Os trekkers, inclusive, são parte vital da invenção de Roddenberry. Desde que a série foi mostrada a um público pela primeira vez, na Convenção Mundial de Ficção Científica de 1966, a plateia de 850 pessoas entrou em polvorosa – pediram bis e um segundo episódio foi exibido naquela ocasião.

A paixão dos trekkers é pulsante até hoje, mesmo depois de 13 filmes e centenas de livros, histórias em quadrinhos, video games e revistas mensais.

Vida longa e próspera

De fato, Star Trek continua tão viva quanto nunca. No último dia 1º estreou no Brasil Sem Fronteiras. Dirigido pelo descendente de asiáticos Justin Lin, o filme é o terceiro da retomada iniciada por J.J. Abrams em 2009, com Star Trek, e continuada em 2013, com Além da Escuridão (Abrams permanece como produtor).

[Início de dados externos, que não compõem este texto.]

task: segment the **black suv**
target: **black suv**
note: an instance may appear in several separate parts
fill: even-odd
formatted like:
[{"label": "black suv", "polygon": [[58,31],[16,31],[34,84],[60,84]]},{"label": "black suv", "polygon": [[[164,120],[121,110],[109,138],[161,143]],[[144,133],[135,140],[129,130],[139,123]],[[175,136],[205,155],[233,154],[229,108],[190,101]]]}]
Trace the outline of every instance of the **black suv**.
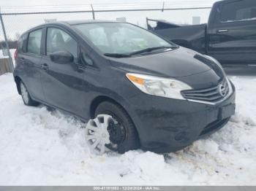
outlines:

Como seus antecessores, Sem Fronteiras é sucesso de crítica. Já arrecadou mais de US$ 290 milhões em bilheterias, e sua sequência já foi anunciada para 2019. O êxito da franquia foi interrompido pelas mortes de Nimoy em 2015 e do intérprete de Chekov, Anton Yelchin, morto em junho deste ano aos 27 anos.

Outro exemplo de como Star Trek segue a todo vapor é uma cena da nova aventura na qual Sulu (John Cho) tem um adorável reencontro com filha e marido – trata-se de uma homenagem a George Takei, ator que deu vida ao personagem na série original. Takei é homossexual e escondeu isso durante muitos anos por receio de que sua orientação sexual pudesse prejudicar sua carreira.

A Netflix anunciou em julho que, ainda neste ano, todos os mais de 700 episódios das seis séries integrarão seu catálogo mundial. No início de 2017, estreia um novo seriado da franquia, Discovery, sob comando de Bryan Fuller (Hannibal) e Alex Kurtzman (Fringe).

Discovery será protagonizada por uma mulher e terá um personagem gay. Também fará parte do catálogo da Netflix – nada mais moderno para a franquia do que estar em uma plataforma de streaming.

Para o jornalista Salvador Nogueira, Star Trek vive um momento de renascença. “A gente está na terceira grande era da franquia”, disse.

“Não está claro se ela está em sua força máxima, mas agora a série está voltando para a TV, um quarto filme foi anunciado. A perspectiva é positiva.”